When I set about to design the Verison 2 of the DigiBadge, I had no expectations that this would be the final end-of-the-line product. I expected to learn a lot, to experiment a lot, and to be able to do a lot more. So far, I have exceeded my expectations.

With that in mind, I’m going to go ahead and ‘Announce’ the Version 3 badge. It won’t be as radical a change as the V1 was from the V2, but there will be significant changes. I’ve talked before about adding the SPI Flash card to it, for some persistent data storage. This was initially going to be part of a Version 2+, but things have changed enough to warrant it being called the Version 3.

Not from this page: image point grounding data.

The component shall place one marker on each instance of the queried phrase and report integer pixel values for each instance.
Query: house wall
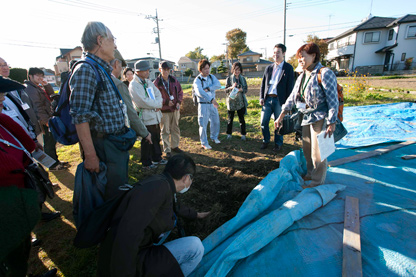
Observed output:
(405, 45)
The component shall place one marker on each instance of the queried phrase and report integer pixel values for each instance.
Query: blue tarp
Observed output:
(282, 230)
(369, 125)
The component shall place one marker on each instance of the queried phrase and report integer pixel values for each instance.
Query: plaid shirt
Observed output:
(105, 114)
(314, 95)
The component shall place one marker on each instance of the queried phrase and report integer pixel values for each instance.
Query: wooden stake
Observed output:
(351, 251)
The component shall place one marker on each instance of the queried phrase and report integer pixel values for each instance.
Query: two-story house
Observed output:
(378, 44)
(251, 61)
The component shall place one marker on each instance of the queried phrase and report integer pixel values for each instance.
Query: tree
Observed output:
(222, 68)
(217, 58)
(18, 74)
(188, 72)
(322, 44)
(293, 61)
(236, 42)
(196, 54)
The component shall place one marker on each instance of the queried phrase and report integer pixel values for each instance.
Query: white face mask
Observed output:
(185, 189)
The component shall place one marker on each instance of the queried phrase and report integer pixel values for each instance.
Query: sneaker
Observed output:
(50, 216)
(206, 147)
(264, 145)
(177, 150)
(217, 141)
(150, 167)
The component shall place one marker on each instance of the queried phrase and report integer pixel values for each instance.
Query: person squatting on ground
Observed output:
(318, 103)
(276, 86)
(96, 119)
(148, 101)
(134, 246)
(204, 86)
(172, 95)
(135, 122)
(236, 102)
(42, 103)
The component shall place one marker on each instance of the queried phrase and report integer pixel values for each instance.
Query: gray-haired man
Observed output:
(97, 110)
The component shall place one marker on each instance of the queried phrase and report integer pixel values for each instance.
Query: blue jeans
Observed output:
(188, 251)
(271, 106)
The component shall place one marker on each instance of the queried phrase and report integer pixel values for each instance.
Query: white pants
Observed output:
(207, 112)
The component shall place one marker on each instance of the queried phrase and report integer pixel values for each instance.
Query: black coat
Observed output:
(284, 86)
(145, 212)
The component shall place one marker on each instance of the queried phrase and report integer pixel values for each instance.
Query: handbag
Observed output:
(124, 142)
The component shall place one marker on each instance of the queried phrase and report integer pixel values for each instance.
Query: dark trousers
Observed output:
(117, 163)
(49, 143)
(151, 152)
(240, 114)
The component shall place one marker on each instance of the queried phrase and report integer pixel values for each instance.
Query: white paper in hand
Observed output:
(326, 145)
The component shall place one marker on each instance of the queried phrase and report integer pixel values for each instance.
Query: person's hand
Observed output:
(38, 146)
(202, 215)
(330, 129)
(149, 138)
(278, 122)
(214, 102)
(92, 163)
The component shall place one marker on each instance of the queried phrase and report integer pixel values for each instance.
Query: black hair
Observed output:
(180, 165)
(281, 46)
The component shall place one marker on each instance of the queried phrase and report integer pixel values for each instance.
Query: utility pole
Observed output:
(156, 19)
(284, 25)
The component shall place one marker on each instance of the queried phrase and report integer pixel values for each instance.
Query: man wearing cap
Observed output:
(148, 102)
(172, 95)
(135, 122)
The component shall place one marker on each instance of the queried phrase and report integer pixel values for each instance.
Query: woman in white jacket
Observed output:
(148, 102)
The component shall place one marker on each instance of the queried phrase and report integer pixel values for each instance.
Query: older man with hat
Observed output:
(148, 102)
(172, 95)
(135, 122)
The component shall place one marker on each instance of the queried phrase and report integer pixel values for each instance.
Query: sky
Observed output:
(34, 31)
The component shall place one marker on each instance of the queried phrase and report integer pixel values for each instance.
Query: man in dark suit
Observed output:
(277, 84)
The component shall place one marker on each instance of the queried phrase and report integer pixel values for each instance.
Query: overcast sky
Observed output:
(34, 31)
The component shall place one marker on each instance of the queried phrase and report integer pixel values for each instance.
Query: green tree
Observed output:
(293, 61)
(322, 44)
(188, 72)
(217, 58)
(18, 74)
(196, 54)
(222, 68)
(236, 42)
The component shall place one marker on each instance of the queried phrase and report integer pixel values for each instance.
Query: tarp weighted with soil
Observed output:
(282, 230)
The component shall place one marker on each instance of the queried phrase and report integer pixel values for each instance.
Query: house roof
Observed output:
(403, 19)
(248, 53)
(375, 22)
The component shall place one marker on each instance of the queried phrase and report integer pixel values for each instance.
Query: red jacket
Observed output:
(175, 89)
(12, 160)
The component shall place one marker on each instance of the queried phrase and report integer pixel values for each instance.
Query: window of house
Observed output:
(411, 32)
(391, 32)
(371, 37)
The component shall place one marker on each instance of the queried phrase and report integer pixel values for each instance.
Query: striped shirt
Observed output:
(314, 95)
(105, 114)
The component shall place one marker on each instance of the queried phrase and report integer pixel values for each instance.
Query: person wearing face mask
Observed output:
(319, 105)
(135, 245)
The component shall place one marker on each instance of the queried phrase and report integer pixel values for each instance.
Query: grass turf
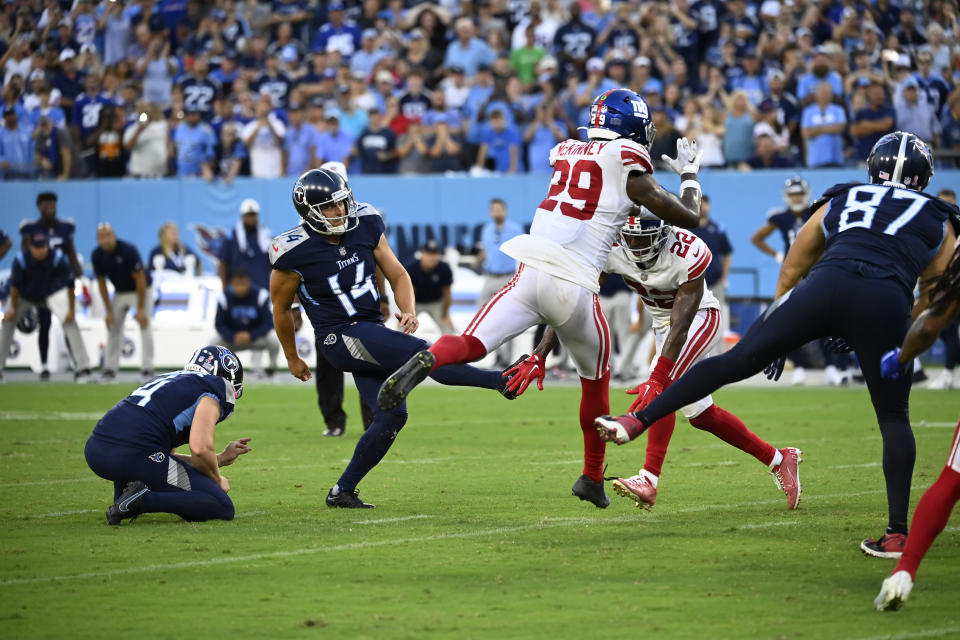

In addition to the flash memory storage, there will also be a more pins freed up, starting with a change to the control stick input. Initially, I had the control stick running through a bunch of resistors to a single analog input, with each direction being a different resistance. I couldn’t get that working and ended up using five direct inputs instead. The Version 3 will revisit this single analog input, freeing up four other pins. Another pin will be freed by tieing the screen’s Reset pin to the board’s Reset, but then that pin will be immediately taken by the SPI Flash’s CS line. I’ll be trying to break out these pins in the board, but space is limited, so I may not be able to do so.

Speaking of space, though, this leads me to the most significant change. The Version 2 uses two AAA batteries. Why? Well, because 3v is a perfectly acceptable voltage to run pretty much everything at. And it provides decent enough battery life, too. But two AAA batteries are large. Huge, even. They take up about 2/3 of the back of the PCB. I did some thinking, did some checking, and it’s easily affordable to change this.

In series, two batteries provide double the voltage at the same capacity. Two AAA batteries have roughly 1200 mAh of capacity… but so does one, just at 1.5v instead. So, I thought – Maybe I could include a boost regulator. After a bit of searching, it turns out that yes, I can, without much additional expense either. This will do two significant things. One, it’ll provide a nice, solid power state for the board at all times until it dies. This means no more screen dimming. No more worrying about the SD card going below its proper voltage threshold. Two, it’ll allow a lot more of the battery to be used. Currently, the Version 2 badge drops below useful power at about 2.7 volts, or 1.35 volts per cell. Realistically speaking, there’s a TON of power left in the battery – Maybe somewhere between 3-4x as much. The voltage regulator I’m currently looking at goes down to 0.8 volts. While it will use more power, I don’t expect to see much of a difference in expected lifespan.

The Version 3 will fit into the same case as the Version 2, which is why I mentioned those size restraints above. However, I AM working on something for the more adventurous among you: The return of the ‘Hacker’ Badge.

The Hacker Badge will be a significant change from the Version 3’s normal layout. It’ll be larger. A bit larger. It’ll feature the same components, but in a different manner. First, the nav stick will be moved to the front. Second, every pin that can be broken out will. There will be the FTDI connector, along with an ISCP header and headers for the digital pins and analog pins that are free, aproxamately 4-5 of each. It’ll have a different power switch, which will make Alabaster a lot happier in designing a case for it.

There are also a few other devices I’ve been working on, most notably the Super badge which I’ve covered before. I’ve also designed a breakout board for the SPI flash which I’m using, and an I2C controller for a MUX chip, mostly just because I can.

I’ll keep you guys updated with how things go!